Pour Maimonide ce qui peut empêcher une mauvaise interprétation de la religion ce sont les mathématiques, c'est-à-dire l’étude de la cohérence d’une théorie et pas l’étude logique de ce qui peut être vrai ou pas. 

Ce qui peut permettre au pizzaiolo de comprendre qu’il a un problème avec l’ail dans les pizzas, ce n’est pas une réflexion sur la nature exacte du gout idéal d’une pizza, mais plutôt une remise en question sur la cohérence de son amour de l’ail. Si le pizzaiolo aime l’ail même dans le poisson ou dans les grillades, il peut se dire, que s’il met de l’ail dans la pizza c’est simplement par ce qu’il aime l’ail. Il y a une cohérence dans son gout de l’ail, par contre si, dans les autres plats il ne met jamais d’ail et qu’il en met uniquement dans la pizza, le pizzaiolo peut intuitioner qu’il a un problème dans son rapport à la pizza. 

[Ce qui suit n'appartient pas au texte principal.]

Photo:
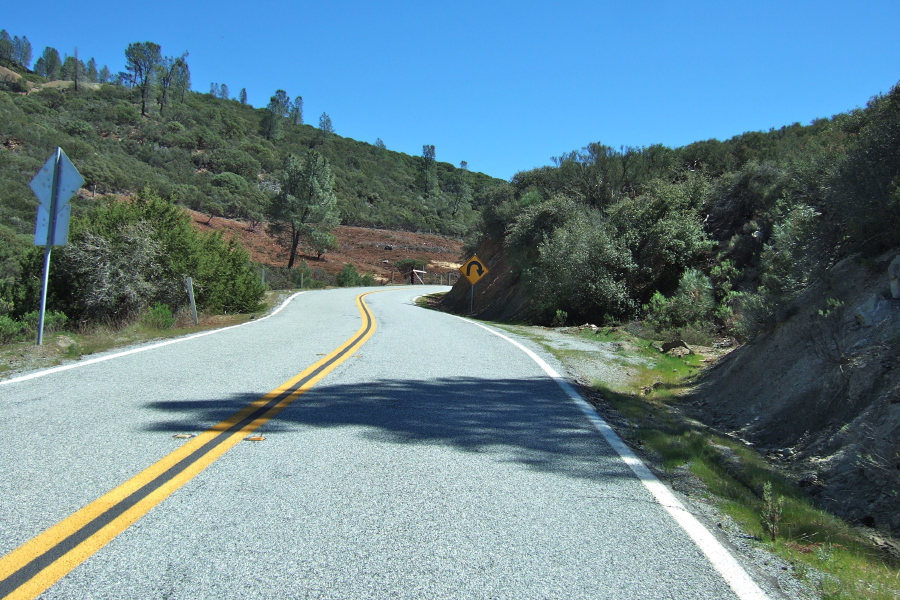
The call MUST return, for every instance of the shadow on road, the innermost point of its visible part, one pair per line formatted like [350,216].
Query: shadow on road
[527,421]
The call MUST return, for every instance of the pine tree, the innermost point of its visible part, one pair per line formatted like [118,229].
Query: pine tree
[297,111]
[325,125]
[305,206]
[22,51]
[141,60]
[276,112]
[7,49]
[52,63]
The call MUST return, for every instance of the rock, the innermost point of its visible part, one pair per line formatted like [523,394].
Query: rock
[676,344]
[894,277]
[872,311]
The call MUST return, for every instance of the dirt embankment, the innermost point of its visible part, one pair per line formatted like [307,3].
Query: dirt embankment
[370,251]
[499,295]
[821,393]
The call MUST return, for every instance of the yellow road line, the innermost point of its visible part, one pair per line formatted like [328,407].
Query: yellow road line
[45,559]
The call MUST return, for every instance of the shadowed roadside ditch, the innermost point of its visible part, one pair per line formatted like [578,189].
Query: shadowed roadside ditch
[528,418]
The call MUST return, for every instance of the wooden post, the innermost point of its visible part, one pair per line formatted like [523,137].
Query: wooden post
[189,283]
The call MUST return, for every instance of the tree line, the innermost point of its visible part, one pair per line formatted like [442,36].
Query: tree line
[716,237]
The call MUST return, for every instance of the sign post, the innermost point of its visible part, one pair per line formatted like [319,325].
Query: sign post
[473,270]
[54,185]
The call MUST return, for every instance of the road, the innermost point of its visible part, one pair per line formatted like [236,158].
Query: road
[433,459]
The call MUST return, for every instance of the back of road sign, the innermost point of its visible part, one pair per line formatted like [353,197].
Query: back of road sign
[70,180]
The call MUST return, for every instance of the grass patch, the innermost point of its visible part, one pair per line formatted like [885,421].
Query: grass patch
[66,346]
[829,554]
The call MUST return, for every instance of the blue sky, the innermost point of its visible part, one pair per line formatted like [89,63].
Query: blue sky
[507,85]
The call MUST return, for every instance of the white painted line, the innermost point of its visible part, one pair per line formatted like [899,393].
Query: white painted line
[721,559]
[91,361]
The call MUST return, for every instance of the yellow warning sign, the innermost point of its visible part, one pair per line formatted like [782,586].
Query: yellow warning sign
[474,269]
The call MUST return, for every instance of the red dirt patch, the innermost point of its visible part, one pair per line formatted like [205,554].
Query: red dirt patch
[371,251]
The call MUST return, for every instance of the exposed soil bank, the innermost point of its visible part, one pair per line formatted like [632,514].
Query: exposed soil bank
[821,393]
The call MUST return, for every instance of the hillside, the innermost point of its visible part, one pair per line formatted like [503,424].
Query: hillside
[370,251]
[184,152]
[779,241]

De même si une femme aime fréquenter des amies intelligentes, et qu’elle cherche aussi les hommes intelligents, il y a une cohérence dans son gout, par contre si elle a des amis intelligente et qu’elle fréquente des hommes bêtes, cette incohérence doit l’alarmer sur son rapport aux hommes en général. 

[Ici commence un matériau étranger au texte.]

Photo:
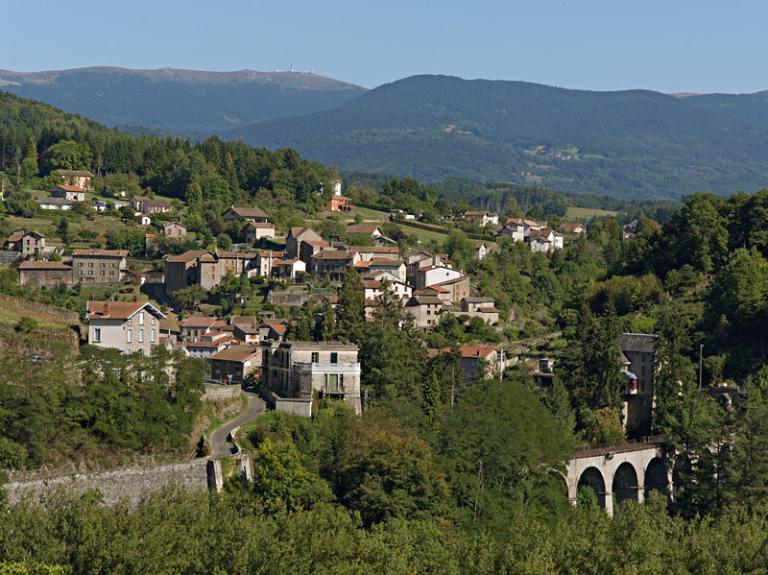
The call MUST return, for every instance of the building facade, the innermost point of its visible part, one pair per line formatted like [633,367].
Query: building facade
[130,327]
[302,369]
[93,267]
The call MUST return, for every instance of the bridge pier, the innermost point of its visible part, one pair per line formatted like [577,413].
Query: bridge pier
[619,472]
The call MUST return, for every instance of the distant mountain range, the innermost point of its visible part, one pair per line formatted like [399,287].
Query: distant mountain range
[629,144]
[184,102]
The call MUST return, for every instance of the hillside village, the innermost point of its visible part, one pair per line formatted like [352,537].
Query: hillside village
[286,270]
[367,352]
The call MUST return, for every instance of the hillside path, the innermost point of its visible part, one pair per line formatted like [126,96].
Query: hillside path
[220,445]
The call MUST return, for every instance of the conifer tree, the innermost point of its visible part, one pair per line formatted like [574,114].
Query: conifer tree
[350,313]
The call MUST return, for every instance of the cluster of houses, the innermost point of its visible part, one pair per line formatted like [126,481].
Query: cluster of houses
[236,349]
[537,235]
[77,183]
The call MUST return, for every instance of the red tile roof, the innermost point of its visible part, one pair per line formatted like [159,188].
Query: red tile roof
[100,253]
[238,353]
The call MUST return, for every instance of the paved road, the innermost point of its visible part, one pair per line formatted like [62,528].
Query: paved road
[221,447]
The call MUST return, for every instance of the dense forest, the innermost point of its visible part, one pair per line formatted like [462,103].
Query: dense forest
[38,139]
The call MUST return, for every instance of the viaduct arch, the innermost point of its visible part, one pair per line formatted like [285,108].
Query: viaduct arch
[620,472]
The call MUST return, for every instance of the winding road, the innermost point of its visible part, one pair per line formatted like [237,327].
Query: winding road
[220,445]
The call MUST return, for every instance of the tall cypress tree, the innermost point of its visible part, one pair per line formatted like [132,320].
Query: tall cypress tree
[350,313]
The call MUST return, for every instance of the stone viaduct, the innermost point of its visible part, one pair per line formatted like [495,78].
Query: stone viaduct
[628,471]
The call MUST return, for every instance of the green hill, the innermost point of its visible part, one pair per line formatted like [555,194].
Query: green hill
[629,144]
[188,102]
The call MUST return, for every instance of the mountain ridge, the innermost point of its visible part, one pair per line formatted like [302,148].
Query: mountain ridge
[626,143]
[194,103]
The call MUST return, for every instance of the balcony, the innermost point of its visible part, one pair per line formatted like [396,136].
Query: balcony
[340,368]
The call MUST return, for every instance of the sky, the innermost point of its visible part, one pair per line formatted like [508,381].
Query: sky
[664,45]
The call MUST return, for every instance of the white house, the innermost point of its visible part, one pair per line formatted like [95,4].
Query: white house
[127,326]
[432,275]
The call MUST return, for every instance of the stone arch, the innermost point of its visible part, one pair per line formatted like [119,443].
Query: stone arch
[592,477]
[656,477]
[681,473]
[625,484]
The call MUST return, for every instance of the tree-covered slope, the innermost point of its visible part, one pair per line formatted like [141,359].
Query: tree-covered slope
[630,143]
[184,102]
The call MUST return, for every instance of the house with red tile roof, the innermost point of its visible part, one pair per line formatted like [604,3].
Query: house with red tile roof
[130,327]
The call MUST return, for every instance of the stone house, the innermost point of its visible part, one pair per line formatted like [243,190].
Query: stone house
[27,243]
[456,289]
[254,231]
[181,270]
[339,203]
[203,268]
[234,364]
[395,268]
[296,236]
[481,361]
[367,253]
[246,214]
[92,267]
[371,230]
[425,310]
[194,327]
[482,307]
[333,265]
[68,192]
[175,230]
[573,229]
[481,218]
[308,248]
[434,274]
[207,345]
[300,370]
[44,274]
[81,178]
[146,205]
[214,267]
[246,329]
[288,268]
[130,327]
[60,204]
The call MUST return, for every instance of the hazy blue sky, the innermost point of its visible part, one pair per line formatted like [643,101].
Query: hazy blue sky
[667,45]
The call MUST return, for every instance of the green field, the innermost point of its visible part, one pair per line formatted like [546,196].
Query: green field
[423,235]
[583,214]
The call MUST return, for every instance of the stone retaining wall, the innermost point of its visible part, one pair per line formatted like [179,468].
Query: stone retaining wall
[218,392]
[119,484]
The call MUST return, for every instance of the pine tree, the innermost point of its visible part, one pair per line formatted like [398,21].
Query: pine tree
[431,398]
[327,328]
[350,313]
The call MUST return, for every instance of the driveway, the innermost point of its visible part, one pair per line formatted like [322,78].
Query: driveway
[219,444]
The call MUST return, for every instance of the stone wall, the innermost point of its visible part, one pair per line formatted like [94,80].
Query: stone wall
[293,406]
[119,484]
[218,392]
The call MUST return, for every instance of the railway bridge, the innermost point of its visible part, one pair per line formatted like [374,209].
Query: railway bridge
[627,471]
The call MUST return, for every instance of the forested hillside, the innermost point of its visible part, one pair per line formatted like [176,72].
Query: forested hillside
[38,139]
[627,144]
[185,102]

De même ce qui peu permettre à l’homme riche de comprendre qu’il a un problème avec les fonds d’investissements, c’est le fait qu’en général il n’investit jamais une deuxième fois dans un business où il a déjà perdu de l’argent, si exceptionnellement, il veut malgré tout investir à nouveau dans un fond, cette incohérence dans son comportement doit lui prouver qu’il y a une erreur a la base même de son désir d’investir. 

Pour Maimonide ce qui peut sauver de l’erreur fatale répétitive, l’erreur de laquelle on ne peut pas sortir par ce qu’on pense qu’elle est le but de notre vie, c’est le test de la cohérence.

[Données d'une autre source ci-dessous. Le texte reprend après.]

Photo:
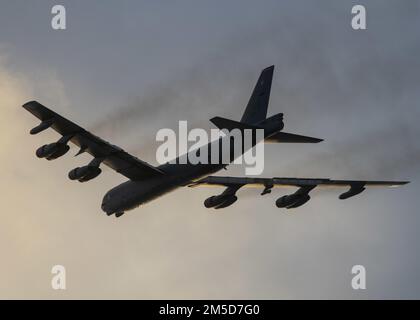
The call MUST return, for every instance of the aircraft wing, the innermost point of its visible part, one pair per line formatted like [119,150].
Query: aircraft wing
[112,156]
[289,182]
[301,196]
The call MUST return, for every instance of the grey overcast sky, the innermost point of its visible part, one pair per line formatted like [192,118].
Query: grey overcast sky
[124,69]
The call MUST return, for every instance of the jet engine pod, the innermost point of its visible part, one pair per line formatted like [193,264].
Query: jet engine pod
[292,201]
[85,173]
[213,201]
[354,190]
[286,201]
[229,200]
[300,201]
[52,151]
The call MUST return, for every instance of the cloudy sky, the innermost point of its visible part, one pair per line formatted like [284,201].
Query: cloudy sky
[126,69]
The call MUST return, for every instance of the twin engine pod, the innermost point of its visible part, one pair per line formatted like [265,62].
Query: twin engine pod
[86,173]
[292,201]
[52,151]
[220,201]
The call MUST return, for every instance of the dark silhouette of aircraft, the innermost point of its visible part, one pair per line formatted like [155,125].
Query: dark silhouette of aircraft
[147,182]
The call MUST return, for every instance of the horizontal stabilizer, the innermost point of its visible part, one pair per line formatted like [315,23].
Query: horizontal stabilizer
[223,123]
[284,137]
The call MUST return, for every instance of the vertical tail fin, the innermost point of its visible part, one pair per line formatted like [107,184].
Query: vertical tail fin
[256,110]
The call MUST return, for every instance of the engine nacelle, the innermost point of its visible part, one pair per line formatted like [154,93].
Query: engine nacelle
[292,201]
[229,200]
[354,190]
[83,174]
[52,151]
[220,201]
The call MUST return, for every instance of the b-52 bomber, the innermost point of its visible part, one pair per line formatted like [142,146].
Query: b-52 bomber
[147,182]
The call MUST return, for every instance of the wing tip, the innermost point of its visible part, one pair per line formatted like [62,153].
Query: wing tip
[29,104]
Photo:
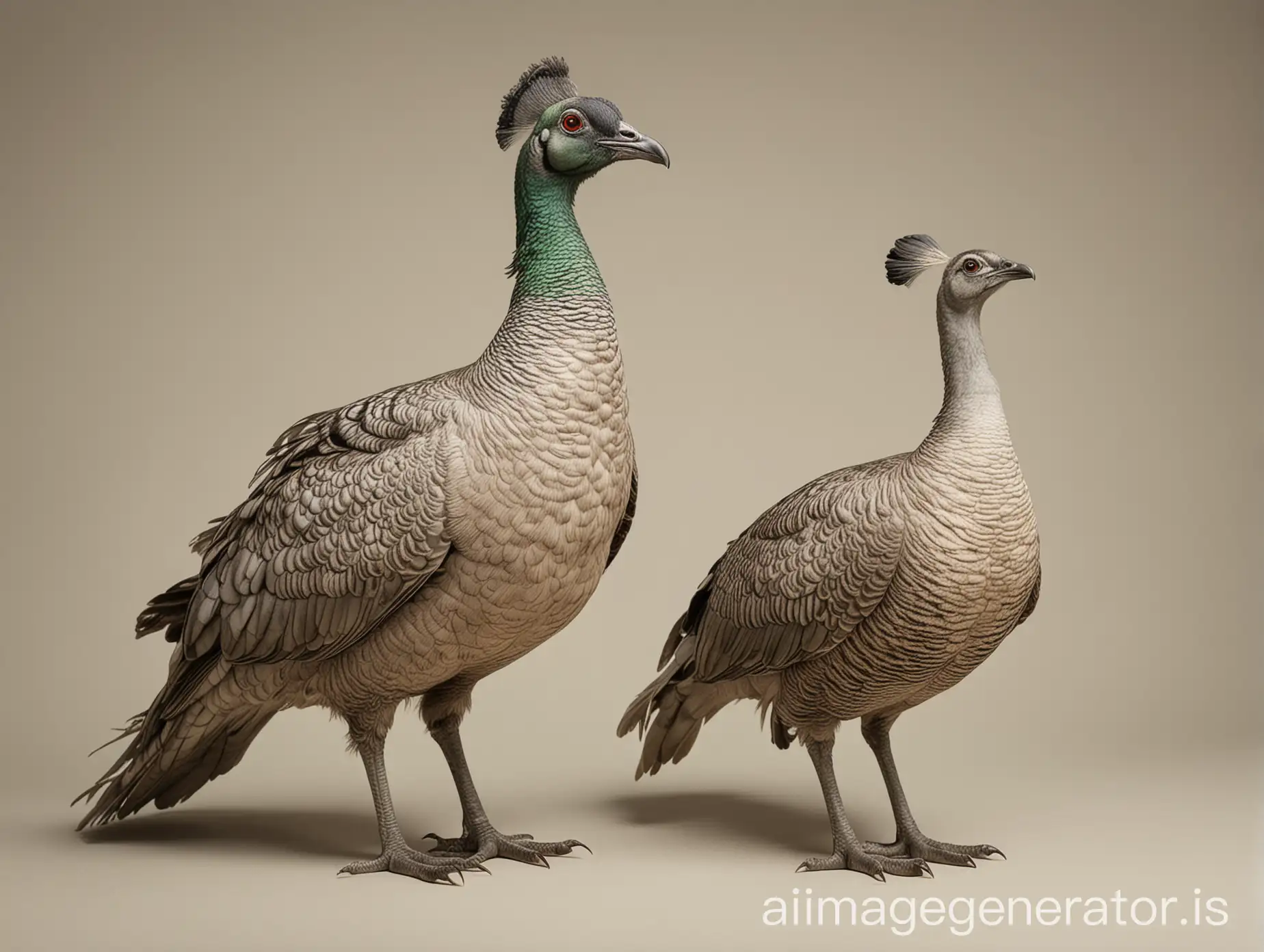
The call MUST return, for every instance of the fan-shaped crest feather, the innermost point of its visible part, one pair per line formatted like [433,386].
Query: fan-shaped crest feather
[912,256]
[538,89]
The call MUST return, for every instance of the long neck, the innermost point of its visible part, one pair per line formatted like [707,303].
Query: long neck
[551,259]
[973,399]
[559,305]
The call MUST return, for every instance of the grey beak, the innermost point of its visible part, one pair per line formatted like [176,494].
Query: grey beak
[631,144]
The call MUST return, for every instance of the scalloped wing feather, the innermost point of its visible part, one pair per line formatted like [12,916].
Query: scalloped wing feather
[803,577]
[347,521]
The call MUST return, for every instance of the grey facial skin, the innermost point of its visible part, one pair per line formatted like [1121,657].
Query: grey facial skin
[867,591]
[412,542]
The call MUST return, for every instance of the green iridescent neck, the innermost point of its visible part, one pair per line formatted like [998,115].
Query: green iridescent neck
[551,259]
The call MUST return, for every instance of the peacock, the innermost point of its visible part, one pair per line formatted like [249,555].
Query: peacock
[410,544]
[869,591]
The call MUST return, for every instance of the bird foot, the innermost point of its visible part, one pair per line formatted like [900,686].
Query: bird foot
[923,847]
[407,861]
[490,843]
[870,864]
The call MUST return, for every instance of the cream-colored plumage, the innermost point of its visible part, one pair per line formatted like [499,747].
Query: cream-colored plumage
[415,542]
[870,590]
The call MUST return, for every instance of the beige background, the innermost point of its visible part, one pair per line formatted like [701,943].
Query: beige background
[218,217]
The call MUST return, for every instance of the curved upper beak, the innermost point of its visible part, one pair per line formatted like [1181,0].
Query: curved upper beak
[631,144]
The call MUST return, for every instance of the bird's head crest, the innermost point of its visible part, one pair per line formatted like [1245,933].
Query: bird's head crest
[912,256]
[541,86]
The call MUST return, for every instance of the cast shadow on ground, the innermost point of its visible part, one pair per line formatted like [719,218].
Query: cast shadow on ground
[756,819]
[325,832]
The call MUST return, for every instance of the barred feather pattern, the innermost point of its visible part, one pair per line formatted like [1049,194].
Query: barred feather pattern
[870,590]
[408,544]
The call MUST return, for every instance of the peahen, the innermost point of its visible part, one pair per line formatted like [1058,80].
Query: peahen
[415,542]
[870,590]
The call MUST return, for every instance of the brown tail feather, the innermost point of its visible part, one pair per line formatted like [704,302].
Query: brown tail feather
[198,728]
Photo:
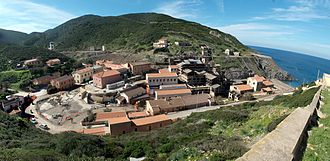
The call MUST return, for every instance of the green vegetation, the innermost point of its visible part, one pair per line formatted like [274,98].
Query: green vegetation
[300,98]
[11,55]
[319,140]
[16,79]
[223,134]
[134,32]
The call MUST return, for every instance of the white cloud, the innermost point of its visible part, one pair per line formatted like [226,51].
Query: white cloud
[180,8]
[27,16]
[303,10]
[221,5]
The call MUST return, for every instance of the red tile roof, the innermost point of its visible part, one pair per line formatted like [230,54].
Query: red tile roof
[63,78]
[101,116]
[137,114]
[151,120]
[244,87]
[118,120]
[155,75]
[258,78]
[93,131]
[84,70]
[107,73]
[173,92]
[267,89]
[173,66]
[268,83]
[165,70]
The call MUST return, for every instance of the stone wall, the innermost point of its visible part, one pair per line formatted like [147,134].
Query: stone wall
[286,142]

Lorsqu’un homme veut étudier la torah, il doit d’abord chercher la cohérence du système avant de vouloir comprendre sa vérité. Si une idée est cohérente avec elle-même et avec le reste de la torah, alors elle doit être acceptée, par contre si elle est contradictoire, alors, elle doit être rejetée ou interprétée. 

Le fait que les sages d’Israël ont vu quelque chose d’autre avec D sur le mont Sinaï, « une pierre de Sapir » ce n’était pas grave. Les sages auraient du comprendre l’incohérence qu’il y avait dans leur vision et ils auraient pu interpréter par la suite cette vison d’une manière différente. Ils auraient interprété et reconstruit l’unité du dévoilement, pour qu’il s’intègre à la connaissance de l’unité de D.

Mais, du fait que les sages n’ont pas cherché à étudier les règles de la cohérences, c'est-à-dire les mathématiques, et qu’ils ont acceptée une contradiction à l’intérieur même de leur vision de la torah et de D, alors, ils étaient condamnés à se tromper, en prenant leur erreur comme étant la vérité mystérieuse qu’il fallait découvrir a travers leur étude. (C’est peut être l’erreur de la foi dans le mystère de la trinité chez les chrétiens).

Pour Maimonide il faut chercher la cohérence du désir avec lui-même, et avec le reste de notre existence avant de s’interroger sur la vérité effective de ce désir.